An important aspect of leadership is listening to those you lead, finding out what their needs are and accommodating when possible.
Seeing the Need
Strong leaders find ways to motivate others and grow their cause. This is an example of two people who found ways to do that with their target audience… high school musicians.
Scott and Chris are band directors, each with over twenty years of experience. They have spent decades building strong, award-winning programs in their respective high schools. Friends since college, these gentlemen get to see each other at competitions and festivals where they can catch up and also work together and learn from each other.
In recent years, student interest in high school marching band has diminished. These two teachers watched as their programs, which had long histories of success, put fewer musicians on the halftime field show every year. After the trend went on long enough, they both realized a change was needed.

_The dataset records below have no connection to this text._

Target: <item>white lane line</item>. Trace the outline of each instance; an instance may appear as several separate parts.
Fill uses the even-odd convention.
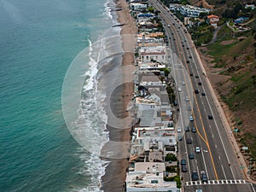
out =
[[[225,177],[225,179],[227,179],[227,177],[226,177],[225,172],[224,172],[224,167],[223,167],[223,166],[222,166],[222,165],[221,165],[221,168],[222,168],[222,171],[223,171],[223,172],[224,172],[224,177]]]
[[[253,188],[253,183],[251,183],[251,187],[252,187],[252,189],[253,189],[253,192],[255,192],[255,189],[254,189],[254,188]]]
[[[206,172],[207,172],[207,175],[209,175],[209,174],[208,174],[208,172],[207,172],[207,164],[206,164],[206,160],[205,160],[205,157],[204,157],[204,153],[203,153],[203,152],[201,152],[201,156],[202,156],[202,158],[203,158],[203,161],[204,161],[204,165],[205,165]]]

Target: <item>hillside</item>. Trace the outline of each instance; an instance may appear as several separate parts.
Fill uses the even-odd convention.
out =
[[[199,48],[230,126],[239,130],[239,146],[249,148],[243,152],[247,163],[256,161],[256,21],[248,26],[251,30],[234,33],[224,25],[214,44]]]

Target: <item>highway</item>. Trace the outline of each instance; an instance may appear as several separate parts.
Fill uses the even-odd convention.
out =
[[[183,136],[178,145],[179,159],[186,160],[188,168],[187,172],[181,173],[184,191],[196,189],[212,192],[254,191],[252,184],[245,180],[243,167],[229,139],[232,134],[224,129],[218,111],[220,107],[213,101],[211,85],[187,29],[160,3],[148,2],[160,11],[159,15],[167,37],[167,62],[175,79],[179,105],[177,124],[182,127],[178,134]],[[185,131],[187,126],[189,131]],[[191,131],[192,127],[196,132]],[[188,139],[192,143],[187,143]],[[199,153],[195,152],[196,147],[200,148]],[[195,154],[194,159],[189,159],[191,153]],[[201,171],[207,173],[207,182],[201,179]],[[193,172],[199,175],[197,181],[192,181]]]

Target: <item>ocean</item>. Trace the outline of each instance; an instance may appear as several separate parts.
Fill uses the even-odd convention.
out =
[[[0,191],[102,191],[108,133],[94,96],[98,64],[117,52],[106,44],[120,31],[113,9],[111,0],[0,0]]]

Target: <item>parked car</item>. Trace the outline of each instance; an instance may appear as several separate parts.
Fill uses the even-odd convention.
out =
[[[180,165],[186,166],[186,164],[187,164],[186,160],[183,159],[180,160]]]
[[[200,153],[200,152],[201,152],[200,147],[196,147],[196,148],[195,148],[195,152],[196,152],[196,153]]]
[[[193,118],[193,116],[192,116],[192,115],[190,115],[190,117],[189,117],[189,120],[190,120],[190,121],[193,121],[193,120],[194,120],[194,118]]]
[[[182,166],[182,172],[188,172],[188,169],[187,169],[186,166]]]
[[[207,182],[208,181],[207,175],[205,171],[201,172],[201,179],[202,180],[202,182]]]
[[[192,127],[192,132],[196,132],[196,129],[195,126]]]
[[[193,159],[195,158],[195,154],[194,154],[193,153],[190,153],[190,154],[189,154],[189,158],[190,160],[193,160]]]
[[[209,115],[208,115],[208,119],[213,119],[212,115],[212,114],[209,114]]]
[[[177,127],[177,132],[181,132],[182,131],[182,128],[180,126]]]
[[[188,138],[188,139],[187,139],[187,143],[188,143],[188,144],[191,144],[191,143],[192,143],[192,139]]]
[[[198,174],[196,172],[192,172],[192,175],[191,175],[191,177],[192,177],[192,181],[197,181],[198,180]]]

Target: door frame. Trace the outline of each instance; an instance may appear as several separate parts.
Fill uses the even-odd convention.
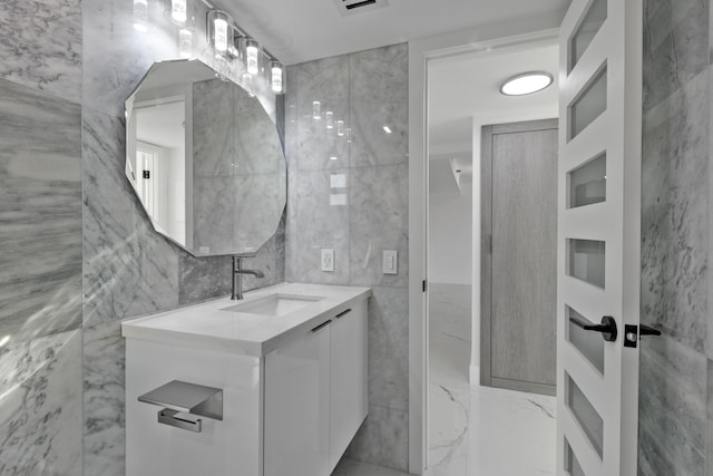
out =
[[[428,458],[428,67],[460,55],[486,55],[558,38],[564,12],[530,17],[409,41],[409,473],[420,475]],[[473,137],[480,147],[480,137]],[[473,164],[473,183],[479,183]],[[473,191],[475,192],[475,191]],[[473,193],[473,200],[479,193]],[[475,203],[473,203],[475,205]],[[473,206],[473,237],[480,236],[480,207]],[[480,309],[480,240],[472,249],[472,312]],[[478,331],[476,331],[478,332]],[[479,341],[475,339],[473,342]],[[477,369],[476,369],[477,371]],[[471,380],[473,369],[471,368]],[[475,379],[478,381],[478,378]]]
[[[481,153],[480,153],[480,240],[481,250],[486,249],[480,256],[480,380],[471,385],[482,385],[496,388],[504,388],[530,394],[541,394],[555,396],[556,386],[546,383],[527,382],[521,380],[508,380],[492,377],[492,340],[490,331],[492,329],[492,137],[499,134],[530,133],[538,130],[559,130],[558,119],[537,119],[507,124],[492,124],[481,128]],[[473,134],[477,133],[473,130]],[[557,147],[559,142],[557,140]],[[555,168],[557,163],[555,163]],[[556,172],[555,172],[556,173]],[[556,200],[556,197],[555,197]],[[557,213],[555,207],[554,213]],[[557,231],[555,230],[555,233]],[[487,250],[489,247],[489,250]],[[557,255],[555,254],[555,261]],[[556,266],[556,263],[555,263]],[[557,298],[555,297],[555,300]],[[556,303],[553,303],[553,308]],[[553,330],[557,327],[556,318],[553,317]],[[555,373],[556,377],[556,373]]]

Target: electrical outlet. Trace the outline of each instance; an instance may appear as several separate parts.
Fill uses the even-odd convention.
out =
[[[334,250],[322,250],[322,271],[334,272]]]
[[[398,274],[399,273],[399,252],[397,251],[383,251],[383,273],[384,274]]]

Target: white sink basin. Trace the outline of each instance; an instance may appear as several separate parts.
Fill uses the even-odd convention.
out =
[[[324,298],[316,295],[276,293],[223,308],[223,311],[277,317],[306,308],[322,299]]]

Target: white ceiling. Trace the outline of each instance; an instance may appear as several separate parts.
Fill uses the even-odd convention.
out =
[[[554,40],[553,40],[554,41]],[[429,145],[432,154],[472,149],[473,117],[511,122],[557,117],[559,48],[548,41],[486,56],[461,56],[429,68]],[[544,91],[510,97],[500,85],[515,75],[543,70],[555,77]],[[506,118],[507,117],[507,118]]]
[[[138,140],[166,148],[180,149],[185,146],[185,103],[138,109],[136,116]]]
[[[218,0],[235,21],[286,65],[377,48],[534,14],[570,0],[388,0],[342,17],[334,0]]]

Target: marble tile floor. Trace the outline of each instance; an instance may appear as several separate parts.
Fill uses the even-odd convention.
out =
[[[458,329],[463,304],[443,289],[431,299],[429,469],[426,476],[547,476],[555,474],[556,400],[468,382],[470,342]],[[450,301],[450,302],[449,302]],[[433,322],[433,321],[432,321]],[[450,337],[448,334],[451,334]],[[343,459],[333,476],[406,473]]]
[[[433,381],[436,380],[436,381]],[[555,398],[467,382],[430,389],[429,469],[424,476],[555,475]],[[343,459],[332,476],[406,476]]]

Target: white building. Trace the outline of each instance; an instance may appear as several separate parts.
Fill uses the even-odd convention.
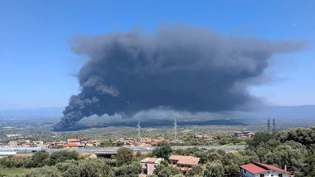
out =
[[[160,164],[161,161],[164,161],[163,158],[147,158],[140,162],[141,165],[141,174],[153,174],[156,165]]]
[[[242,177],[289,177],[289,172],[273,165],[253,162],[240,166]]]

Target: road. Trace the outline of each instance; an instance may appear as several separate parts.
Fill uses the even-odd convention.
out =
[[[238,150],[238,149],[244,149],[245,146],[244,145],[233,145],[233,146],[172,146],[172,149],[186,149],[188,148],[197,147],[199,149],[205,149],[207,150],[209,149],[222,149],[224,151],[229,150]],[[134,151],[152,151],[155,146],[151,147],[129,147],[131,149]],[[69,151],[75,151],[78,153],[115,153],[117,149],[119,147],[104,147],[104,148],[88,148],[88,149],[67,149]],[[49,153],[53,153],[56,151],[65,151],[65,149],[45,149]]]

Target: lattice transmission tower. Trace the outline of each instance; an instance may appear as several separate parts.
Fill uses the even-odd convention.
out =
[[[270,133],[271,132],[270,119],[268,119],[267,132],[268,133]]]
[[[141,135],[140,135],[140,121],[138,121],[138,135],[137,135],[137,142],[140,142],[140,140],[141,140]]]
[[[174,123],[174,140],[177,141],[177,118],[175,118],[175,122]]]

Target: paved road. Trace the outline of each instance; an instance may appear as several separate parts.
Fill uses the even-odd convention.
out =
[[[245,146],[244,145],[234,145],[234,146],[172,146],[172,149],[186,149],[192,147],[197,147],[199,149],[222,149],[225,151],[229,150],[236,150],[236,149],[244,149]],[[88,148],[88,149],[69,149],[70,151],[76,151],[78,153],[115,153],[119,147],[104,147],[104,148]],[[133,151],[152,151],[155,147],[129,147]],[[56,151],[64,151],[64,149],[47,149],[46,151],[49,153],[53,153]]]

The teachers moved from the marching band program to the pep band only format. Pep bands have a long history at basketball games, but football halftime is known for field shows. Even with that as the case, it just wasn’t working with modern high school students. Both Chris and Scott wanted something that would get more kids involved and let them have fun.
Enter the Pep Band Model
They changed the uniform. Gone were the stuffy wool uniforms with goofy hats and plumes. Kids now got sweatshirts, hoodies and jackets with their names on them. Music? Totally different. Instead of the standard traditional marches, the kids now play Beyoncé, Michael Jackson and everything from 60s Motown and 80s rap to popular charts on the radio right now. The bands have full rhythm sections with drummers, electric guitars and basses, as well as the full marching style drumline and horns. The options for songs are endless. And the bands grew. These programs that had trouble filling a field with even 20 members now have that many just in their rhythm sections plus 30 or 40 (or more) horns blasting pop tunes. The players and cheerleaders dance, the students and parents in the stand love the music and the kids in the band are having the time of their life.
Leadership requires many traits. There are many ways to motivate, to bring out the best in people and to get things done. This is an example of a time when two teachers followed the lead of their students. You aren’t interested in this? Well what do you want to do instead? And as a result, their programs grew like wildfire.
Scott Pieczara is the band director at Arthur P. Schalick High School in Pittsgrove, NJ. Chris Tumminia is the band director at Highland High School in Blackwood, NJ.
This was written as a case study towards my MA in Leadership Studies at Northern Vermont University.